Did you ever wonder where heaven is or where hell is? Many people will tell you heaven is up there and hell is down there. And, actually, that is wrong. Heaven isn’t up there and hell is not down there. Do you know where heaven and hell are? They are nowhere because they are not places, they are not tangible physical places in a space‑oriented reality. Heaven and hell are actually experiences. Yes, it’s exactly what they are. These what we call places are not places, they are experiences. Hell is an experience of cleansing, which is an uncomfortable experience; heaven is an experience of bliss, which, of course, is a blissful experience. It’s not a place. And that’s why in truth heaven isn’t up there and hell is not down there.
Where is God? Well, we say, we tell children very often, God is in heaven. Truth is, as we also tell children, God is everywhere because God is infinite, God is not bound by any space so God is everywhere. That’s very hard for us to get in touch with because we’re not used to speaking or even understanding a realm which is not space ‑‑ limited by space. But through developing our abstract thinking, we understand God is everywhere.
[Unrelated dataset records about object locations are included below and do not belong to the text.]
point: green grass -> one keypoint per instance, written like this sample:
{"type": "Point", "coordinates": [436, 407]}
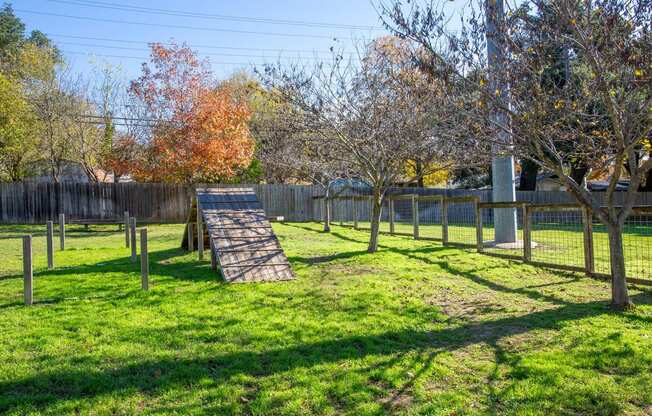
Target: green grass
{"type": "Point", "coordinates": [416, 328]}
{"type": "Point", "coordinates": [556, 243]}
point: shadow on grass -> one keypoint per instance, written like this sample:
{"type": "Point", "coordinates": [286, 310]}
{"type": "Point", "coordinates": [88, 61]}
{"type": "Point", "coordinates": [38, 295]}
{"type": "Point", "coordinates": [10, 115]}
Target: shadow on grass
{"type": "Point", "coordinates": [163, 374]}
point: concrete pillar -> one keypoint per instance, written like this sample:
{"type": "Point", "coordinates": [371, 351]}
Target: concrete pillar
{"type": "Point", "coordinates": [502, 164]}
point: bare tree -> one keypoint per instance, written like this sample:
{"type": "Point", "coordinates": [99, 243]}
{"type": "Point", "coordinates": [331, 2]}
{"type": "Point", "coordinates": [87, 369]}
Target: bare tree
{"type": "Point", "coordinates": [370, 116]}
{"type": "Point", "coordinates": [577, 95]}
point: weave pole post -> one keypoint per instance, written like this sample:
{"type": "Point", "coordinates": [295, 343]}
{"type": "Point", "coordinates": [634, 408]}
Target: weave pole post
{"type": "Point", "coordinates": [415, 216]}
{"type": "Point", "coordinates": [126, 229]}
{"type": "Point", "coordinates": [444, 220]}
{"type": "Point", "coordinates": [589, 256]}
{"type": "Point", "coordinates": [28, 276]}
{"type": "Point", "coordinates": [50, 244]}
{"type": "Point", "coordinates": [391, 216]}
{"type": "Point", "coordinates": [132, 227]}
{"type": "Point", "coordinates": [527, 234]}
{"type": "Point", "coordinates": [200, 234]}
{"type": "Point", "coordinates": [355, 213]}
{"type": "Point", "coordinates": [62, 232]}
{"type": "Point", "coordinates": [213, 256]}
{"type": "Point", "coordinates": [478, 228]}
{"type": "Point", "coordinates": [144, 260]}
{"type": "Point", "coordinates": [191, 239]}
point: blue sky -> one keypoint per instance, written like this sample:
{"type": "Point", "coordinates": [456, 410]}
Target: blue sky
{"type": "Point", "coordinates": [228, 52]}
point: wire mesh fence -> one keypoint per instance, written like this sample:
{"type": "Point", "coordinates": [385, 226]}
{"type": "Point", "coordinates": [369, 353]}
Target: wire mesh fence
{"type": "Point", "coordinates": [637, 244]}
{"type": "Point", "coordinates": [490, 245]}
{"type": "Point", "coordinates": [560, 235]}
{"type": "Point", "coordinates": [430, 216]}
{"type": "Point", "coordinates": [557, 237]}
{"type": "Point", "coordinates": [460, 224]}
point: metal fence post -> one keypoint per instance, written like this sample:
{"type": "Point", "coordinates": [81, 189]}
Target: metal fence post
{"type": "Point", "coordinates": [28, 277]}
{"type": "Point", "coordinates": [50, 244]}
{"type": "Point", "coordinates": [478, 228]}
{"type": "Point", "coordinates": [391, 215]}
{"type": "Point", "coordinates": [62, 232]}
{"type": "Point", "coordinates": [527, 233]}
{"type": "Point", "coordinates": [144, 260]}
{"type": "Point", "coordinates": [200, 234]}
{"type": "Point", "coordinates": [132, 226]}
{"type": "Point", "coordinates": [589, 257]}
{"type": "Point", "coordinates": [444, 220]}
{"type": "Point", "coordinates": [415, 216]}
{"type": "Point", "coordinates": [127, 229]}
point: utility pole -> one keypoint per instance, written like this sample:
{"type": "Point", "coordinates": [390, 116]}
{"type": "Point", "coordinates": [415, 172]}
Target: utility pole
{"type": "Point", "coordinates": [502, 164]}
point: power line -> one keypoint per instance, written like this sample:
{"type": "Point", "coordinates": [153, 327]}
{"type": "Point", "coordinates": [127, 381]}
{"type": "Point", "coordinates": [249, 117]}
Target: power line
{"type": "Point", "coordinates": [147, 50]}
{"type": "Point", "coordinates": [91, 54]}
{"type": "Point", "coordinates": [182, 13]}
{"type": "Point", "coordinates": [210, 29]}
{"type": "Point", "coordinates": [139, 42]}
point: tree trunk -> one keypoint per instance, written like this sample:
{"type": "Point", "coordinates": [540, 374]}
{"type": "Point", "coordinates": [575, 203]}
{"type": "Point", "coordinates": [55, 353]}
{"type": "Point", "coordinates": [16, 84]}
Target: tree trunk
{"type": "Point", "coordinates": [376, 212]}
{"type": "Point", "coordinates": [578, 174]}
{"type": "Point", "coordinates": [619, 295]}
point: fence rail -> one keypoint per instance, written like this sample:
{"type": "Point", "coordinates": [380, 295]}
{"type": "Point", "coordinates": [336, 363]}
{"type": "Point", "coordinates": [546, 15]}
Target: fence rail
{"type": "Point", "coordinates": [36, 203]}
{"type": "Point", "coordinates": [560, 235]}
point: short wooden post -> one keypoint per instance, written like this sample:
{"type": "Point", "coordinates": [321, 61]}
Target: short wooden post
{"type": "Point", "coordinates": [444, 220]}
{"type": "Point", "coordinates": [355, 213]}
{"type": "Point", "coordinates": [527, 233]}
{"type": "Point", "coordinates": [213, 257]}
{"type": "Point", "coordinates": [132, 226]}
{"type": "Point", "coordinates": [62, 232]}
{"type": "Point", "coordinates": [28, 277]}
{"type": "Point", "coordinates": [415, 216]}
{"type": "Point", "coordinates": [144, 260]}
{"type": "Point", "coordinates": [127, 229]}
{"type": "Point", "coordinates": [191, 239]}
{"type": "Point", "coordinates": [478, 228]}
{"type": "Point", "coordinates": [50, 244]}
{"type": "Point", "coordinates": [589, 256]}
{"type": "Point", "coordinates": [200, 234]}
{"type": "Point", "coordinates": [391, 215]}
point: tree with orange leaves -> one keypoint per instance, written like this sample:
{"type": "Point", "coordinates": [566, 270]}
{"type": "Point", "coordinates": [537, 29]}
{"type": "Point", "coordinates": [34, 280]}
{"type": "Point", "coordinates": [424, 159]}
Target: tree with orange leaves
{"type": "Point", "coordinates": [195, 130]}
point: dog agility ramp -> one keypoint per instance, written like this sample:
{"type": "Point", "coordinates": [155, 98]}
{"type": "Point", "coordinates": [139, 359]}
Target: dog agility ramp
{"type": "Point", "coordinates": [241, 237]}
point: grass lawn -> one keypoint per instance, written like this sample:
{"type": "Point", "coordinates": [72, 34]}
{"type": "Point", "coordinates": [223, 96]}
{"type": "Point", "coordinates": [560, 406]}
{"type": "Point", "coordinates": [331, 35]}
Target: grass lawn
{"type": "Point", "coordinates": [416, 328]}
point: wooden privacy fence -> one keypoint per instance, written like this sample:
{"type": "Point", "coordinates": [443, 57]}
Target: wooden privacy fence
{"type": "Point", "coordinates": [559, 235]}
{"type": "Point", "coordinates": [36, 203]}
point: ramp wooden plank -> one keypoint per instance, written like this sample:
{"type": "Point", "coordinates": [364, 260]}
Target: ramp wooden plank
{"type": "Point", "coordinates": [242, 238]}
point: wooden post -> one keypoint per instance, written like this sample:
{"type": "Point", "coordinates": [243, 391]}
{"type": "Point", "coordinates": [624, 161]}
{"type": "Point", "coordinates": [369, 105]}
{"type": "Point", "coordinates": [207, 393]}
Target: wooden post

So then what’s special about heaven or what’s special about the Western Wall or the synagogue? You know what’s special about those places, that God can be experienced there in an easier fashion than in other places. Meaning, God truly is everywhere, however, some spaces make it more difficult for us to experience God there and other spaces make it much easier for us to experience God.
And it’s all about experience, the way we experience things. And we have the power to choose how we experience every circumstance in our life and that is how we enrich our lives. So we need to ask ourselves whether we are willing to let go a little bit more, stop blaming the circumstances on our experience and start transforming our experiences so that we experience the circumstances differently.